The halfway point will occur on the evening of April 6. The Artemis II astronauts will travel approximately 10,300 kilometers beyond the moon, shattering all previous records for distance from Earth. The current record holder is the Apollo 13 mission, which reached approximately 400 kilometers beyond the moon.

The closest approach by Artemis II to the lunar surface will be 7,400 kilometers, which will be reached during the flyby of the far side. The spacecraft will not enter orbit around the moon but will fly past it and use a gravitational slingshot to return to Earth. The result is a figure-eight trajectory between the two celestial bodies. The orbit is optimized to ensure reentry to Earth, even in the event of engine failure.

Step-by-Step: How Artemis II Travels Around the Moon

Here’s how the Artemis II mission will unfold:

• Launch from Earth: The Orion spacecraft launches aboard NASA’s Space Launch System (SLS).
• Translunar Injection: A powerful engine burn sends Orion toward the Moon.
• Lunar Flyby: The spacecraft swings around the Moon, reaching thousands of kilometers beyond its surface.
• Return Path: Using the Moon’s gravity, Orion is redirected back toward Earth.
• Re-entry: The spacecraft re-enters Earth’s atmosphere and lands safely in the ocean.

This entire journey forms a looping path often described as a “figure-eight” trajectory.

Why This Trajectory Matters

The trajectory used in Artemis II is not just efficient—it’s essential for mission success.

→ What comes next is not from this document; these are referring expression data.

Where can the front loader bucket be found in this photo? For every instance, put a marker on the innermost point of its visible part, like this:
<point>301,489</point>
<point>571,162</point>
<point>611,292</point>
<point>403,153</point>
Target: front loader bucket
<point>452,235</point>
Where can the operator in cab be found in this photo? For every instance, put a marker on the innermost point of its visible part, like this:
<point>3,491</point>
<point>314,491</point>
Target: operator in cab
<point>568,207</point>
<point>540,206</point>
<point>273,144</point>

• Safety First: Provides a natural return path in case of emergencies
• Fuel Efficiency: Reduces the need for large fuel reserves
• Proven Method: Similar paths were used in historic Apollo missions
• Future Missions: Helps test systems for deeper space exploration, including Mars

This balance of safety and efficiency is what makes the trajectory such a critical part of the mission.

Artemis II vs Apollo: What’s Different?

While Artemis II builds on the legacy of Apollo missions, there are key differences:

• Artemis II will travel farther from Earth than Apollo 8
• Modern navigation and computing systems improve precision
• Orion spacecraft includes advanced life-support and safety systems
• Mission goals now focus on long-term lunar exploration

Despite these upgrades, the core idea of using a free-return trajectory remains the same—proving its reliability over decades.

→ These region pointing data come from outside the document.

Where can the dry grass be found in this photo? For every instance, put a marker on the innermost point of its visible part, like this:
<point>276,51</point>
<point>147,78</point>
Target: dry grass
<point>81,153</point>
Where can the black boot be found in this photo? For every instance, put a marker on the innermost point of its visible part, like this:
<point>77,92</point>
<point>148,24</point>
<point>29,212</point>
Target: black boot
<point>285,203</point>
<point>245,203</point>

Think of the Artemis II trajectory like throwing a ball around a curved track. Instead of going straight, the ball curves around and comes back to you. In space, gravity plays the role of that curved track, guiding the spacecraft along its path.

The Reentry to Earth

Reentry will take place via a passive trajectory: After flying over the moon, Orion will essentially be in free fall toward Earth, without needing to use its engines. If there are problems with the propulsion or other systems, the capsule will return safely to Earth.

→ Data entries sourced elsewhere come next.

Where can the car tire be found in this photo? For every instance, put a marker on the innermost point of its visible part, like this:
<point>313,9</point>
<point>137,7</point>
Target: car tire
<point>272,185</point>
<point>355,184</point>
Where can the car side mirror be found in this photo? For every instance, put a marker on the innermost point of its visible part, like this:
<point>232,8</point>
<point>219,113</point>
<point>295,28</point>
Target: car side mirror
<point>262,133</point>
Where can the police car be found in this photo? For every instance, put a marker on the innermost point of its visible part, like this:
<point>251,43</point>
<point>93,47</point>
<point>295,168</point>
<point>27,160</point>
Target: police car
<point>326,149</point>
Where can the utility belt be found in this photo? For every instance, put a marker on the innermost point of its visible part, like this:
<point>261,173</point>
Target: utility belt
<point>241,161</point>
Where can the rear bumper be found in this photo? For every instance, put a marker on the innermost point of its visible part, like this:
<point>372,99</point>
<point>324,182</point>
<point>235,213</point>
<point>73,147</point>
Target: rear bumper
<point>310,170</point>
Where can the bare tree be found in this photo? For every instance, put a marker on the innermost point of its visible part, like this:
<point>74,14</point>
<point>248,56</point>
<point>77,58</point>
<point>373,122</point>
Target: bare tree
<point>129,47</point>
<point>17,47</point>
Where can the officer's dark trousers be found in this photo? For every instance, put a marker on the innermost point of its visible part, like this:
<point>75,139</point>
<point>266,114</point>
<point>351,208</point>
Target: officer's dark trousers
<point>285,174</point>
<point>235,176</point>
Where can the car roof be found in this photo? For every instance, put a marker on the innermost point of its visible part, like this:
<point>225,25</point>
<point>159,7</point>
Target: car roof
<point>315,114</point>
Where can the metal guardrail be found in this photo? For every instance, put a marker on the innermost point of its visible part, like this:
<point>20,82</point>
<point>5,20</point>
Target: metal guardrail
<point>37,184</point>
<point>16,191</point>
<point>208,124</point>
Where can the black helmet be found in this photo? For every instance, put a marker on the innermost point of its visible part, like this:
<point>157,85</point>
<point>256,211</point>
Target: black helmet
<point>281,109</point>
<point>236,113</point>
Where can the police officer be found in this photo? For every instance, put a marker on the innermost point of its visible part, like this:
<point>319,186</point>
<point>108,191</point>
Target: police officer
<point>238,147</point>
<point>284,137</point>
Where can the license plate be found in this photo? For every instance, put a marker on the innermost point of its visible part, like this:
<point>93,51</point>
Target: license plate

Photograph: Mario Tama/Getty Images

Reentry will take place by ditching in the Pacific Ocean on April 11, 9 days and 13 hours after the mission launch. There the astronauts will be recovered by the US Navy, thus concluding their journey home.  

Artemis II is more than just a mission—it’s a test of humanity’s ability to return to deep space. And at the heart of it all is a trajectory so precise that it can bring astronauts home using nothing but gravity.